Technical Considerations:
- Integration with CNI Plugins:
The network analysis feature should integrate seamlessly with OpenShift CNI (Container Network Interface) plugins, including OVNKubernetes, SR-IOV devices and secondary CNI provided by multus (macvlan, ipvlan…), to capture detailed traffic metrics. - Resource Usage:
Monitoring traffic at this level of granularity could increase resource usage (CPU, memory) within the cluster. Efficient data collection and aggregation methods should be considered to minimize performance impact. RDS characterization will be required to validate supportability of this feature
Priority:
This feature is required for telecom operators and NEPs who require advanced network observability for troubleshooting and ensuring performance and security within their Kubernetes clusters.
Success Criteria:
- Successful development of a network analysis feature that allows for the breakdown of internal network traffic between pods and namespaces by device, protocol, and port.

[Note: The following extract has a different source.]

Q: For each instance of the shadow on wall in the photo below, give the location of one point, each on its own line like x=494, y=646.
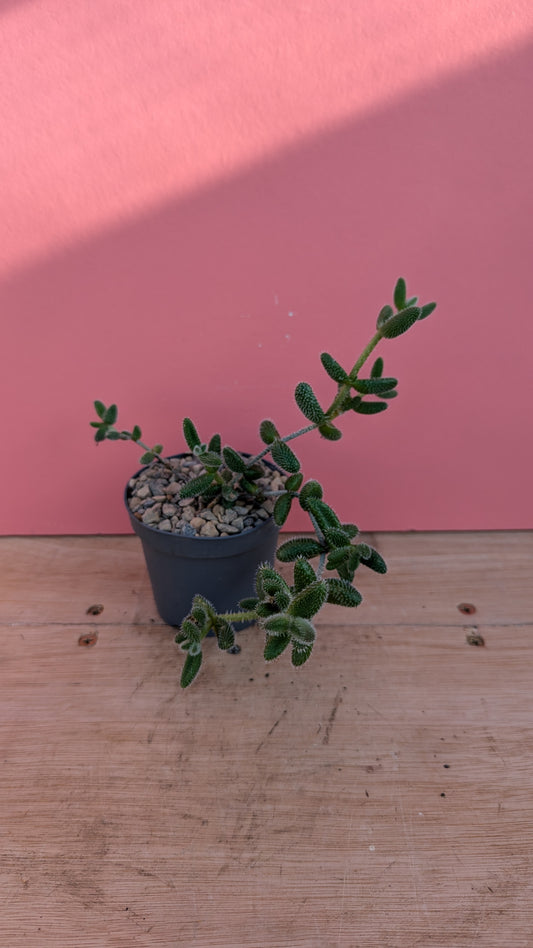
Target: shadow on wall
x=217, y=304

- Integration with the Prometheus/Grafana observability stack, with detailed dashboards available for network traffic metrics.
- Demonstrated ability to use this feature for troubleshooting network issues and optimizing network performance in a Kubernetes environment.
Requested by:
Telecom Operators & Network Equipment Providers (NEPs)
Target Release:
TBD – Align with other networking and observability features in the roadmap.